In 2020, the FAFSA Simplification Act was enacted into law as part of the Consolidated Appropriations Act of 2021. The FAFSA Simplification Act represents a significant overhaul of federal student aid, including the Free Application for Federal Student Aid (FAFSA) form, need analysis, and many policies and procedures for schools that participate in the Title IV programs. The changes will provide:
- a more streamlined application process,
- expanded eligibility for federal financial aid,
- reduced barriers for certain student populations, and
- a better user experience for the FAFSA form.
The 2024-2025 FAFSA will be available in December 2023. The exact date has not yet been released by the Department of Education.
Changes to the FAFSA:
- The number of questions on the FAFSA has decreased from over 100 to less than 50.
- The EFC (Estimated Family Contribution) is now the Student Aid Index (SAI).
- Students can list up to 20 schools on their FAFSA via the online application.
- Applicants will be asked to report their sex, race, and ethnicity on the FAFSA itself, but students will be offered a choice of “Prefer Not to Answer”. Schools and states won’t see responses to these questions on the FAFSA.
- The Data Retrieval Tool (DRT) has been renamed the Federal Taxpayer Information (FTI)

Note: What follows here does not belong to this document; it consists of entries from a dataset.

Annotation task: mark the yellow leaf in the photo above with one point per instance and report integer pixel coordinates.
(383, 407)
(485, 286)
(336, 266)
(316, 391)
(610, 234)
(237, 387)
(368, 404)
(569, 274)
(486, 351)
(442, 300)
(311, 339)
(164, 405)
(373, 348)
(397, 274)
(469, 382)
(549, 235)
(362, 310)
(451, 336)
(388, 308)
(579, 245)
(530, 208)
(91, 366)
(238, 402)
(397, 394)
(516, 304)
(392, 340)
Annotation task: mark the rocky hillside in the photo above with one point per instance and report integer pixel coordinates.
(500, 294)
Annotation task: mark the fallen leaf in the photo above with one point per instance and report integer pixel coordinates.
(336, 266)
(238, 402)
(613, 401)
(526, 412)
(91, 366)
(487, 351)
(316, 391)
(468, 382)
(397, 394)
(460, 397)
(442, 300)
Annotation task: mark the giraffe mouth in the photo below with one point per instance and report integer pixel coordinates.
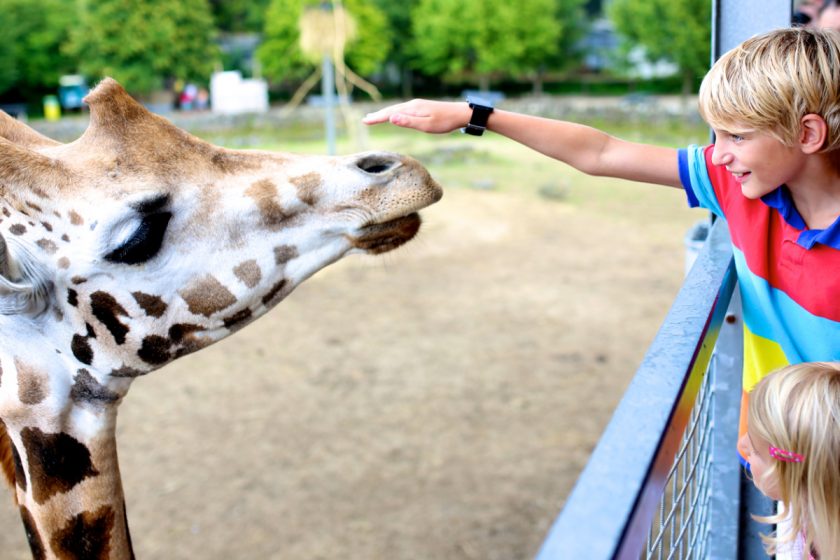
(384, 237)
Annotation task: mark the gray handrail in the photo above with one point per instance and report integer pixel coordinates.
(610, 510)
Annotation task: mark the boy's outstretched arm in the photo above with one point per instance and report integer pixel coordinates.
(585, 148)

- The Custodial Parent on your FAFSA will no longer be the parent with whom you lived more during the past 12 months, but rather the parent whom provided you with more financial support.
- Students, spouses, parents, and stepparents will now need to provide their consent in the new Consent to Retrieve and Disclose Federal Tax Information section of the FAFSA for federal student aid eligibility.
- This consent will allow the IRS to share FTI.
- If any party to the FAFSA form does not provide consent, submission of the form will still be allowed. However, a Student Aid Index (SAI) will not be calculated.
Changes to Calculating Aid Eligibility:
Students and families will see a different measure of their ability to pay for college, and they will experience a change in the methodology used to determine aid.
- The new need analysis formula:
- removes the number of family members in college from the calculation
- allows a minimum SAI of -$1,500
- implements separate eligibility determination criteria for Federal Pell Grant.
- Child support received will be included in assets and not as untaxed income.
- Families who own a small business/farm that also serves as primary residence will now have assets of that business/farm considered in their need analysis calculation.